De Raad heeft ook appellantes beroep op schending van de Algemene wet bestuursrecht, de Grondwet, het Europees Verdrag voor de Rechten van de Mens en andere verdragen verworpen, omdat deze onvoldoende onderbouwd waren. Uiteindelijk heeft de Raad de eerdere uitspraak van de rechtbank bevestigd, waarbij werd geoordeeld dat de aangeboden functies passend waren en dat appellante niet in aanmerking kwam voor de WW-uitkering.

Uitspraak

03/6434 WW
U I T S P R A A K
in het geding tussen:
[appellante], wonende te [woonplaats], appellante,
en
de Raad van bestuur van het Uitvoeringsinstituut werknemersverzekeringen,
gedaagde.
I. ONTSTAAN EN LOOP VAN HET GEDING
Appellante heeft op bij beroepschrift, met diverse aanvullingen, aangegeven gronden hoger beroep ingesteld tegen een door de rechtbank ’s-Hertogenbosch op 11 december 2003 tussen partijen gewezen uitspraak, nr. Awb 02/2369 WW, waarnaar hierbij wordt verwezen. Het beroepschrift is daarna nog diverse malen aangevuld door appellantes gemachtigde, mr. G.C. Hendriks, werkzaam bij Bureau JMD te Den Bosch.
Gedaagde heeft een verweerschrift ingediend. Hierop is namens appellante gereageerd.

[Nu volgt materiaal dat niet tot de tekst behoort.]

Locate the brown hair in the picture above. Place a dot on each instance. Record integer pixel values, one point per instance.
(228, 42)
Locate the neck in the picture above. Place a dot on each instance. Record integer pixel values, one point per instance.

Voorafgaand aan de behandeling ter zitting is de Raad namens appellante bij brief van 20 mei 2005 verzocht om een getuige op te roepen.
Het geding is behandeld ter zitting van 1 juni 2005, waar appellante in persoon is verschenen met bijstand van mr. Hendriks, voornoemd, en waar gedaagde, met bericht, niet is verschenen.
II. MOTIVERING
Het in dit geding aan de orde zijnde geschil wordt beoordeeld aan de hand van de Werkloosheidswet (WW) en de daarop berustende bepalingen, zoals die luidden ten tijde als hier van belang.
De Raad zal eerst ingaan op het namens appellante gedane verzoek tot oproeping van een getuige. De Raad heeft onder toepassing van artikel 8:63 van de Algemene wet bestuursrecht (Awb) van het oproepen van de door appellante opgegeven getuige afgezien omdat de Raad van oordeel is dat deze getuige redelijkerwijs niet kan bijdragen aan de beoordeling van de onderhavige zaak.
De feiten, welke in de aangevallen uitspraak zijn vermeld, worden door partijen niet betwist en vormen ook voor de Raad het uitgangspunt bij zijn oordeelsvorming.
De Raad overweegt als volgt over hetgeen partijen verdeeld houdt.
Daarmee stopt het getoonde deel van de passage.